La FAREAS dispose en tout temps du libre accès à toutes les structures d'hébergement, collectives ou individuelles :
« En cas de trouble, la FAREAS peut en tout temps faire appel à la force publique pour rétablir le calme et appréhender les fauteurs de trouble. Même en dehors de troubles, le directeur de la FAREAS ou les agents de la force publique peuvent en tout temps procéder à la fouille des biens personnels des requérants d'asile afin de constater ou de prévenir la commission d'une infraction pénale ou pour rechercher des objets illicites ou dangereux. Dans ce dernier cas, une fouille corporelle peut être effectuée dans un logement collectif, conformément à l'article 9 LAsi, par un agent du même sexe appartenant à la force publique »

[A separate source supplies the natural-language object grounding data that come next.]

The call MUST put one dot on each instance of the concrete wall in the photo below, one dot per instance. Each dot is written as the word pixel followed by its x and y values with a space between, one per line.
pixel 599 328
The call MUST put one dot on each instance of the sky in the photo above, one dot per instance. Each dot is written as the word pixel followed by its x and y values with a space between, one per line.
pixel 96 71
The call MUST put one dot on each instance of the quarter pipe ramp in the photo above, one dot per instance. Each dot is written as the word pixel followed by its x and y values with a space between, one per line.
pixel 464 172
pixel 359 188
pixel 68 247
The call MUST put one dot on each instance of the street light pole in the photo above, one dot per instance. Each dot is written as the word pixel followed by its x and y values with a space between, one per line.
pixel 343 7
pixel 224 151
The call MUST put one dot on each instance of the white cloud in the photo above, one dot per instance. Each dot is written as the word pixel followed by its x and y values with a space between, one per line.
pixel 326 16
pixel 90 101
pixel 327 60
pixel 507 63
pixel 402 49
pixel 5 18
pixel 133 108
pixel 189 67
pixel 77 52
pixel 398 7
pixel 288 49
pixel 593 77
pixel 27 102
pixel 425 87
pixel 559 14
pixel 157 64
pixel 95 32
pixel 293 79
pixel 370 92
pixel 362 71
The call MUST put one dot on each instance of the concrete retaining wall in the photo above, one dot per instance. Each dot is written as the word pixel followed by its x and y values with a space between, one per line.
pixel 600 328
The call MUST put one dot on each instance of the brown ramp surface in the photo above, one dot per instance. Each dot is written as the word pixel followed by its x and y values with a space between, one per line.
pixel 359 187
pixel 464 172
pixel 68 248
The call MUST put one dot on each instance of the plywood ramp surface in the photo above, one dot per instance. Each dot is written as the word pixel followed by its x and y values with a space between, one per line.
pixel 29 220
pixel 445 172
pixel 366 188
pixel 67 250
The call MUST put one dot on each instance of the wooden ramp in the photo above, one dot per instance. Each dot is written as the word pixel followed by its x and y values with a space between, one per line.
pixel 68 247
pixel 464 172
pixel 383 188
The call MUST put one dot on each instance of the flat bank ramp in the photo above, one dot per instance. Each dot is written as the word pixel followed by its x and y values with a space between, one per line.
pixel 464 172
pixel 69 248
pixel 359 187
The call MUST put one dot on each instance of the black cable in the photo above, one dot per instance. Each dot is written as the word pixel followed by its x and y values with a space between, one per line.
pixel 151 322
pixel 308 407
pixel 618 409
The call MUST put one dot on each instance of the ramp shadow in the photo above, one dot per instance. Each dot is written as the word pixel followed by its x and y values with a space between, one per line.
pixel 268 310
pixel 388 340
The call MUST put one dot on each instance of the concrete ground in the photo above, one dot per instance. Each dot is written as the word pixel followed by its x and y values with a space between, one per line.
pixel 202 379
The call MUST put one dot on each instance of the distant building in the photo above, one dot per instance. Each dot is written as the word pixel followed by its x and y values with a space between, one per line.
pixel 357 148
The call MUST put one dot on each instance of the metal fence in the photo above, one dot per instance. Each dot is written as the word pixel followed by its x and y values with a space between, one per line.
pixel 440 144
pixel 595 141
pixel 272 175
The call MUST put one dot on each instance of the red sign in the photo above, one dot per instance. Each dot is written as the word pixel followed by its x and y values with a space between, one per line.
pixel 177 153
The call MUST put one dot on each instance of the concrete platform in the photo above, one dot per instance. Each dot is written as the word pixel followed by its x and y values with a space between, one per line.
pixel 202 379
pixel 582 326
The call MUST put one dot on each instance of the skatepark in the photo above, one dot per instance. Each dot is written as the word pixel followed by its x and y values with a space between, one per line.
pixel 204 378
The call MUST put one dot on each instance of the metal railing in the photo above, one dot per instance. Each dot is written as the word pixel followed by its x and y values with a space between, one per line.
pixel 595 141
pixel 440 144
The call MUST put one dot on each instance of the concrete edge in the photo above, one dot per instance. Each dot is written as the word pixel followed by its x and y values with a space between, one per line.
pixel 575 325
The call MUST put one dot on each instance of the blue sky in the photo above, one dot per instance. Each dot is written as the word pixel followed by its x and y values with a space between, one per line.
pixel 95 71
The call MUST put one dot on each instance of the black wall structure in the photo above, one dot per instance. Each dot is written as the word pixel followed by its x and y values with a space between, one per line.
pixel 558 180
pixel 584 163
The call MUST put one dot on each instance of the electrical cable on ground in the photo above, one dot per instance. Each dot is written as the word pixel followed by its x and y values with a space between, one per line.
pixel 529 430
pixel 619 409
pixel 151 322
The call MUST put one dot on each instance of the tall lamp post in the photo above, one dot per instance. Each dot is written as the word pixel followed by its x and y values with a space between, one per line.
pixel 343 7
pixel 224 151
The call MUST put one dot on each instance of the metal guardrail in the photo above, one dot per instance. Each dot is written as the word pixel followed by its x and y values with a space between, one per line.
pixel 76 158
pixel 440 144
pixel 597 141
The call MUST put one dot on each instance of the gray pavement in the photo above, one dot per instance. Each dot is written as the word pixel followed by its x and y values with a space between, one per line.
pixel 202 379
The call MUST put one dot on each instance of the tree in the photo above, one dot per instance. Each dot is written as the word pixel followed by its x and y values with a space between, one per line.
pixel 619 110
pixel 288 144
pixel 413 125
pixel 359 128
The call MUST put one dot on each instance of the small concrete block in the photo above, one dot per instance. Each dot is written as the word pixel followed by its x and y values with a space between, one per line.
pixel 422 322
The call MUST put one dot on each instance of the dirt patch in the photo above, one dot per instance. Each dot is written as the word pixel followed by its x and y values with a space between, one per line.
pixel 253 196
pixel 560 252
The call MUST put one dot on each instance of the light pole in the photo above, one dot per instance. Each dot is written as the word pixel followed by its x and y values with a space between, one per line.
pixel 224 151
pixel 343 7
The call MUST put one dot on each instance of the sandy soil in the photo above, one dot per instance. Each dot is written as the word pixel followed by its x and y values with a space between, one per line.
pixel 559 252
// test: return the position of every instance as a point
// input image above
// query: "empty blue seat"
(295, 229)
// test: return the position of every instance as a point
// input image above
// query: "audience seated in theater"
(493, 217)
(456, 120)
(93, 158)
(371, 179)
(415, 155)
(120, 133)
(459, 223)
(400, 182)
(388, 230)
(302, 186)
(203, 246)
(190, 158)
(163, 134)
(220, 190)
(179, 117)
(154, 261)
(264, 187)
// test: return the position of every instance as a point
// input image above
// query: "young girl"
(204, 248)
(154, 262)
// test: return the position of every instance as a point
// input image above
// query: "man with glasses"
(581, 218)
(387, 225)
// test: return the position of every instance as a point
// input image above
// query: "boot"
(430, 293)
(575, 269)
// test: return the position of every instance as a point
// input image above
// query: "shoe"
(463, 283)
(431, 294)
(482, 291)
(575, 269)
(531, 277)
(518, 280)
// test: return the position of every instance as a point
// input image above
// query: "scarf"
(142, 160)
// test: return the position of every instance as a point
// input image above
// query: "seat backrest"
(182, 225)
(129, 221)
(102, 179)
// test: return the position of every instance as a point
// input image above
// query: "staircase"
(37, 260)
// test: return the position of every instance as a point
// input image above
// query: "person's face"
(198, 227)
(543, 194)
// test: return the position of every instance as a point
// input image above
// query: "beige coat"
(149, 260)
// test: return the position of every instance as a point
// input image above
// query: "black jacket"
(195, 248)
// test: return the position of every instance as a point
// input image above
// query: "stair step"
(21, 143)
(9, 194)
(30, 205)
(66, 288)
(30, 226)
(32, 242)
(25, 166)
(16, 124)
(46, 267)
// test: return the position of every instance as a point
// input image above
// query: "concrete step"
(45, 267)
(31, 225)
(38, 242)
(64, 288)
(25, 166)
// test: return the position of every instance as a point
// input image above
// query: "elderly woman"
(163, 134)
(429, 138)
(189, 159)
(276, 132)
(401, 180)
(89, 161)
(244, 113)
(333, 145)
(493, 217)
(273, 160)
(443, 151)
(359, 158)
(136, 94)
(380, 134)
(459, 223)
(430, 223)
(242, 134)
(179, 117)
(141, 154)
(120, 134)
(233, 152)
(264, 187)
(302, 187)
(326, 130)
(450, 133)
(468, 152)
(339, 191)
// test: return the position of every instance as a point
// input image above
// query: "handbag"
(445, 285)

L’OSAR estime que ces prérogatives représentent des atteintes aux droits fondamentaux exagérées et que leur conformité aux articles 10 et 13 de la Constitution est douteuse. Nous soulignons de plus que l’article 9 de la LAsi ne concerne la fouille des biens que pour « rechercher des documents de voyage, des pièces d’identité ou des objets dangereux », et rien d’autre. Il est de plus évident pour l’OSAR que seul en présence d’un soupçon avéré et concret, l’autorité devrait pouvoir intervenir.
Le pouvoir d’appréciation discrétionnaire laissé à l’autorité, en l’occurrence la direction de la Fareas, est également hautement problématique.
En conclusion
L’OSAR ne se prononce pas en détail sur tous les points du projet de loi, notamment lorsqu’elle concernent la politique cantonale, mais tenait à rappeler les principes qu’elle défend et notamment le fait que l’assistance sociale aux personnes du domaine de l’asile ne devrait pas être une tâche de police, mais relever d’une autorité d’action sociale.
Si l’OSAR estime judicieux que le Conseil d’Etat s’implique davantage dans la politique d’asile, par le biais d’une responsabilité accrue sur les missions de la FAREAS, il est tout autant fondamental de disposer à la tête de l’institution d’une direction et d’un personnel porteurs de visions. Les missions de la Fondation devraient donc reposer sur une politique de prévention et de réductions des risques, notamment par un encadrement social renforcé des populations à héberger. Nous regrettons que l’encadrement repose, dans ce contexte, essentiellement sur un volet sécuritaire et nettement moins sur un volet d’encadrement social, comme le laisse présager le taux relativement modeste d’encadrement par des assistants sociaux. Les conséquences sont à la fois la charge excessive qu’elle fait porter sur le personnel et la péjoration du lien social.
La qualité de l’accueil et un dialogue, dès la phase d’accueil, avec les personnes à héberger, quant à leurs perspectives réalistes en Suisse, nous semblent devoir être privilégiés. L’OSAR est soucieuse que la Confédération et les cantons poursuivent une politique d’asile respectueuse de la dignité des requérants et requérantes d’asile, y compris, celles et ceux qui devront quitter la Suisse.